Innumerables hojas verdes invisibles del corazón se extienden a mi alrededor durante miles de años.
Estoy apegado a estos árboles. Son monjes persistentes que dan limosna y anhelan la luz del sol. Todos los días sacan el dulce jugo de la luz del cielo e inyectan fuego invisible almacenado en la médula más profunda de la vida. De las flores, de los cantos de los pájaros, de las caricias de los amantes, de las afectuosas promesas, de las lágrimas fervientes de la devoción, destilamos la cristalización de la belleza pura y fragante.
Muchas bellezas olvidadas o recordadas han dejado en mis venas el verdadero sabor de la “inmortalidad”.
La tormenta de amargura y alegría causada por diversos conflictos sacude las hojas que esparcen mis sentimientos, agrega alegría y temblor intensos, trae reprensiones humillantes, vergüenza incómoda, angustia por la contaminación y la pesada presión de la vida de la protesta. .
La extraña música de la confrontación entre el bien y el mal surge con oleadas de intereses espirituales, y la pasión envía todos los pensamientos codiciosos al salón de los sacrificios.

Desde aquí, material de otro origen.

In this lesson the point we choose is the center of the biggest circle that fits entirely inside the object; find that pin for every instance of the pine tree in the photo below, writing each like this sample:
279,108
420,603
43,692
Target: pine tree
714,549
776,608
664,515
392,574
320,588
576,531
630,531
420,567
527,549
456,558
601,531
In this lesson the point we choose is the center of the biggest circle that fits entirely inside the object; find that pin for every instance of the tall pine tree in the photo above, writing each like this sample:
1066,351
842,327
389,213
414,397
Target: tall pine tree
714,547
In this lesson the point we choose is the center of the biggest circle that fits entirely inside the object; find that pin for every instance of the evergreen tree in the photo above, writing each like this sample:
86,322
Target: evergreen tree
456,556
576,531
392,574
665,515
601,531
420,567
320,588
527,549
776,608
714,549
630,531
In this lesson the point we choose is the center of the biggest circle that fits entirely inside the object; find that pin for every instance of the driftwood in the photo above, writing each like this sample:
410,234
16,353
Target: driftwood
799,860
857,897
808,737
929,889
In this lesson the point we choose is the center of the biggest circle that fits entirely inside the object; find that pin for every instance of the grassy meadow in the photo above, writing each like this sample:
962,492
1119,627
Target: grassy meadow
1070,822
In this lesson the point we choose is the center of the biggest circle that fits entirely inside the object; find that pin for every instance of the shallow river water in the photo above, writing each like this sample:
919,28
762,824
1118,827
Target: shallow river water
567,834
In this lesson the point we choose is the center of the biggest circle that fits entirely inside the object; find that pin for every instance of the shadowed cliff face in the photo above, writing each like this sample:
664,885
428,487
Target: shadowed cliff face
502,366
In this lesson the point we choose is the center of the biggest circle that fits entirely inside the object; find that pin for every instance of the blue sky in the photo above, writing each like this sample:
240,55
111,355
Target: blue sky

El murmullo de las hojas verdes ha sido invisible desde la eternidad, desilusionándome. En el tiempo libre del mediodía, cuando los azores dan vueltas, las abejas zumban y las lágrimas brillan intensamente, los amantes sentados tomados de la mano deambulan en silencio, su verde simpatía cae, rozando el borde del sari sobre el pecho suave y palpitante de la joven acostada. en la cama.